Driver B completed a Take 3[22] form noting ‘750 block’ as the method of safeworking protection before entering the danger zone. The driver believed that the requirements of NPR 750 had been met, assuming that their request had been understood as a request for protection on both the Up and Down Illawarra main lines.
Both drivers entered the danger zone unknowingly with no protection on the Down Illawarra in either direction and were at risk of being struck by rail traffic. No trains passed through the area while driver A was in the danger zone.
Driver A signalled to the driver of 404A to stop by switching the marker lights to red and displaying a stop hand signal[23] from the drivers cab. The driver of 404A responded to the stop signal and made an emergency brake application stopping on approach to the location of driver B.
Fatigue and alertness
Introduction
Fatigue can have a range of adverse influences on human performance, including slowed reaction time, decreased work efficiency, reduced motivational drive, increased variability in work performance and more lapses or errors of omission (Battelle Memorial Institute, 1998), as well as various effects on decision making (Harrison and Horne, 2000).
Sleep is vital for recovery from fatigue, with both the quantity and quality of sleep being important. Most people need at least 7–8 hours of sleep each day to achieve maximum levels of alertness and performance. Research has shown that obtaining less than 5 hours sleep in the previous 24 hours is inconsistent with a safe system of work (Dawson and McCulloch, 2005), with some research indicating less than 6 hours sleep can increase risk (Thomas and Ferguson, 2010, Williamson and others, 2011).
In addition to sleep, a number of other factors can increase fatigue, including time of day, time awake and the nature of work activities. Working during the window of circadian low or tough, from about 0200 to 0600, has been associated with increased sleepiness, slower response times and increased errors and incidents (Battelle Memorial Institute, 1998).
Waterfall Signaller
In this case, it is unclear exactly how many hours of sleep the WS had in the 24 or 48 hours prior to the incident.
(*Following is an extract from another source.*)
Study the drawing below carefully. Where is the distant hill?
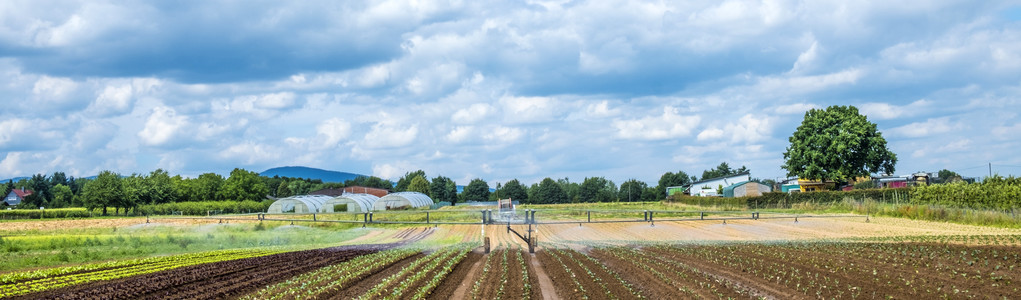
[0,178,32,184]
[258,166,363,183]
However, based on the available information, it is likely that they had less hours of sleep than normal following a night shift, and this sleep was disrupted. In addition, it is likely that the WS was experiencing a level of cumulative fatigue due to non-work related factors. The incident also occurred during the period between approximately 0200 and 0420. Overall, based on this information, due primarily to non-work-related factors, the WS was probably experiencing a level of fatigue that has been demonstrated to adversely influence performance.
Conducting night shift work undoubtedly increases the potential for fatigue, and most people will not be able to sleep as effectively during the day as during their normal sleep periods at night. However, fatigue risk can be reduced to an acceptable level with the use of a set of appropriate risk controls. In this case, Sydney Trains had limited the WS’s overnight duty periods to 8 hours and ensured there was a significant period of time off duty between duty periods.
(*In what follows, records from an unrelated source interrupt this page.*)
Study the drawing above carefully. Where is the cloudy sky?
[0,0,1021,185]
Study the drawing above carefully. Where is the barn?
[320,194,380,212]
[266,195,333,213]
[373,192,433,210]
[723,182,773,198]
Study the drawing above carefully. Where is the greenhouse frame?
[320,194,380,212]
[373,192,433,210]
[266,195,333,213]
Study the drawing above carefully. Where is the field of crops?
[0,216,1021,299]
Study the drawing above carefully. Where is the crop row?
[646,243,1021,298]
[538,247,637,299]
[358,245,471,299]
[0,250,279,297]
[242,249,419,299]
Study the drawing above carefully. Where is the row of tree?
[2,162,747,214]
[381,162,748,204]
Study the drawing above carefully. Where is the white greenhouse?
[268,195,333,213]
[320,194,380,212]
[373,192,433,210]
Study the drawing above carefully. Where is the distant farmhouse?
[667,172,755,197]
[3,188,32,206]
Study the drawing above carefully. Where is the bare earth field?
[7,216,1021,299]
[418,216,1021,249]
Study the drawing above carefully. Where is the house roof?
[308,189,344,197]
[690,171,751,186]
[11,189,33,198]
Fatigue management is a responsibility shared between the organisation and employees. Employees are responsible for utilising the provided rest periods and managing their non-work related fatigue. In addition, they must report if they are affected by fatigue or unfit for duty in any other way.
In this case, the WS had not advised their employer of the potential for them to be affected by fatigue prior to commencing duty on the night of 20 August. It should be recognised that most people generally underestimate their level of fatigue (Battelle Memorial Institute 1998). Although it appeared the WS had some level of concern about their fitness for duty, it is likely that they did not fully appreciate the extent to which their performance could be affected.
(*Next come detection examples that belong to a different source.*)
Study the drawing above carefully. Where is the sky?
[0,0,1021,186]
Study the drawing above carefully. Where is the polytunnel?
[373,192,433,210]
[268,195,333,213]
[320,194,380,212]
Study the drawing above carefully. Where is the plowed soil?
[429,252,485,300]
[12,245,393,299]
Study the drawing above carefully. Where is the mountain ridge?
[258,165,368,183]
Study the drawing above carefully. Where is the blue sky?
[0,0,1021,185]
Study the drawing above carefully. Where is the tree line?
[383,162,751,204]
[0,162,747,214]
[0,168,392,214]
The WS also advised that they perceived there could be some negative consequences associated with reporting that they were fatigued or not fit for duty. Such reservations are common in some organisations, and the ATSB did not fully examine the extent to which this was a commonly perceived problem amongst other Sydney Trains employees. However, this incident provides a reminder to all organisations and safety-critical workers of the importance of reporting concerns about their fitness for duty if their sleep has been adversely affected in the period prior to commencing work.
Although it is likely that the WS was experiencing fatigue, it is unclear based on the available evidence that the fatigue contributed to the limitations in their performance involved in this incident. It is likely there were that other factors including the personal stress and distraction and poor communications relating to the occurrence impacted their performance.
Crew of 4WM2
Both drivers of 4WM2 commenced their shift at 1745 on 20 August. Delays to the journey of 4WM2 extended both drivers' shifts beyond their rostered finish time of 0322. Driver A finished at 0655 (13 hours 10 minutes) and driver B finished earlier at 0612 (12 hours 36 minutes). However, both drivers had sufficient sleep opportunity prior to commencing their shift.
The first safeworking irregularity occurred within the drivers' rostered shift with the second occurring close to their rostered finish time. The drivers' shift extended approximately two hours after the safeworking irregularity in which time the remarshalling was completed and the crew were relieved.
There was a period of low workload between approximately 0030 and 0200 while stationary at signal W26U. Both drivers reported that during that period they probably felt a bit tired. It is possible that the combination of a period of low workload, time of night and time on shift may have increased their risk of fatigue-related errors. However, based on the available information, there was insufficient evidence to conclude that the drivers were experiencing a level of fatigue known to affect performance.
_________
- Catch points - a set of points designed to prevent unauthorised access to a section of track by intentionally derailing the vehicle.
- An air brake examination to check that the brakes on the last three vehicles of a train will remain applied for a predetermined time in the event of a break-away. Rail Industry Safety and Standards Board (RISSB)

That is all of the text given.